Gpt4 token usage not using more than 3000 tokens even though it’s listed at much higher availability

Hello, I am having issues with gpt4 and trying to make larger outputs. I use the full token amount “8,192 tokens” but it returns a server error. But when I use under 3000 tokens it is fine. I have tried very small prompts like “write a sentence” and it doesn’t matter it always returns an error. Is there some limitation on token count right now?

also to clarify more i have tried using 8k tokens all the way dow to 3k tokens and nothing in between there works until i reach 3k tokens

This is clearly that that the user didn’t understand that “max_tokens” as a response cannot go up to the model’s context length, because length is shared with the input during generation and is also required for the promping provided, or that their application’s chat history was also consuming tokens.
Actually catching the API error would likely provide the answer.

the issue is that gpt doesn’t keep any state/memory, so if you’re looking to create a complex response, you’ve got to provide all the input system/user/assistant every time.
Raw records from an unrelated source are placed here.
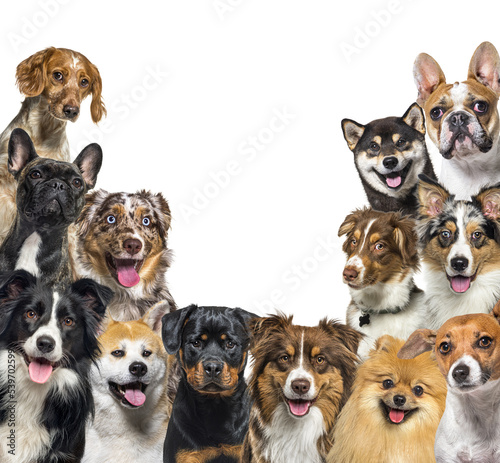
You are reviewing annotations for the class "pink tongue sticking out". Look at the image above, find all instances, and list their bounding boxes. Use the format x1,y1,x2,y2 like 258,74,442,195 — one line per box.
116,259,141,288
389,408,405,424
125,389,146,407
451,275,470,293
386,176,401,188
288,400,311,416
28,361,52,384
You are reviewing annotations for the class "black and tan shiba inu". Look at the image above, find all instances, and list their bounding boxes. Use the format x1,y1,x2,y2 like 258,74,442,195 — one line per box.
342,103,436,216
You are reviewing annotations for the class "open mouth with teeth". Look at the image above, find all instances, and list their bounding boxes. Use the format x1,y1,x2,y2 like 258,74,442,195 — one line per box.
373,161,413,190
106,252,144,288
380,401,418,424
285,397,317,418
446,272,477,293
108,381,147,408
23,353,59,384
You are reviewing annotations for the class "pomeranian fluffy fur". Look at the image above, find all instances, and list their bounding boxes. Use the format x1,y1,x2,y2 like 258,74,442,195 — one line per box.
326,335,446,463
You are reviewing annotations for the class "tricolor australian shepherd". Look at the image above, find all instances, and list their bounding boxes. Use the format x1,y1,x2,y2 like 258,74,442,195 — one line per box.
418,177,500,329
0,270,111,463
242,315,361,463
339,208,425,358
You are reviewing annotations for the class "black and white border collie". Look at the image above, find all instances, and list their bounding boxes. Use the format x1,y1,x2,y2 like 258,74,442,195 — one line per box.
417,176,500,330
0,270,112,463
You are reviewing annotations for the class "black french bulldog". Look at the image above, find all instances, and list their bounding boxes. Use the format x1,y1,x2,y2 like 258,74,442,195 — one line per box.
0,128,102,286
162,305,256,463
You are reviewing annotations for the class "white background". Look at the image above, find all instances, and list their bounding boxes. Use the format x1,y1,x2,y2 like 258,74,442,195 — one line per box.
0,0,500,325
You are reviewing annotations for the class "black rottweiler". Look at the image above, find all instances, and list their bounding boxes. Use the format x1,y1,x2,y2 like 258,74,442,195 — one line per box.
162,305,256,463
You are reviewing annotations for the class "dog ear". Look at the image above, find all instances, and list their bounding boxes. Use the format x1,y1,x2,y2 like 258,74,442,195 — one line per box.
413,53,446,107
342,119,365,151
417,174,451,217
76,189,109,237
0,270,36,336
71,278,113,319
87,60,107,124
8,128,38,179
402,103,425,135
389,212,419,265
467,42,500,95
141,301,171,336
398,329,436,359
73,143,102,190
161,304,198,355
16,47,56,97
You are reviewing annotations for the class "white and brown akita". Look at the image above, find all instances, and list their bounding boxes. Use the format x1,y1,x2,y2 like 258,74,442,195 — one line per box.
83,303,172,463
76,190,176,328
342,103,436,216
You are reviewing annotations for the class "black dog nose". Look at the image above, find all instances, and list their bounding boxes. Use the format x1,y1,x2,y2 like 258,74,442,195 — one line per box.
203,362,224,378
128,362,148,377
36,336,56,354
63,105,80,119
382,156,398,169
392,395,406,407
292,379,311,394
450,113,469,127
451,365,470,384
450,257,469,272
123,239,142,256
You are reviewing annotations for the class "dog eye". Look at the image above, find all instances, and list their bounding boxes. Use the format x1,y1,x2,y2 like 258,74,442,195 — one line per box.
24,310,38,320
441,230,451,240
382,379,394,389
439,342,451,355
429,106,444,121
63,317,75,326
413,386,424,397
473,101,488,114
477,336,492,349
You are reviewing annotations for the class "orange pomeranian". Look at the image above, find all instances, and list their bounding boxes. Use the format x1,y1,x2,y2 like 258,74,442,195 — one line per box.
326,335,446,463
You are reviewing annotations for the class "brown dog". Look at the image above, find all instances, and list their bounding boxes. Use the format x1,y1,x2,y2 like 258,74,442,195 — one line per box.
398,303,500,463
0,47,106,244
242,315,361,463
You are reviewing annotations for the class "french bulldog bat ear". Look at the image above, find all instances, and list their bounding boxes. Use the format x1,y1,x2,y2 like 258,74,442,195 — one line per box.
398,329,436,359
73,143,102,190
417,174,451,217
141,301,171,336
413,53,446,107
161,304,198,355
402,103,425,135
467,42,500,95
8,128,38,178
71,278,113,319
342,119,365,151
473,185,500,220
Otherwise, I’d love to be creative and overcome this issue.

You reply to someone that didn’t understand the initial concern, and answer neither the initial question nor improve on the misunderstanding of the poster you replied to.

Hi, as this topic seems to be active again,

How are you counting 3000 tokens? Which of the GPT models are you using? Can you please include a code snippet of the API calling code and any setup it relies upon.

For clarity, due to the small overhead used by the API and other internal systems, it is advised to treat 1K in this context as 1000 and not 1024. Also if you wish to count tokens accurately, please use the tiktoken API which can be found here : GitHub - openai/tiktoken: tiktoken is a fast BPE tokeniser for use with OpenAI's models. and you can text your text token counting length with the newer cl100k_base model here Tiktoken Web Interface cl100k_base

The AI doesn’t see any “broken English”… chat share

Thanks for your query. I thought that max_tokens included the user’s prompt and the response b/c of how the OpenAI docs define it. J informed me that it was just the output, so I wasn’t allowing enough context length for the prompt input. This was accurate and I was able to resolve it by resetting the max tokens parameter in the api.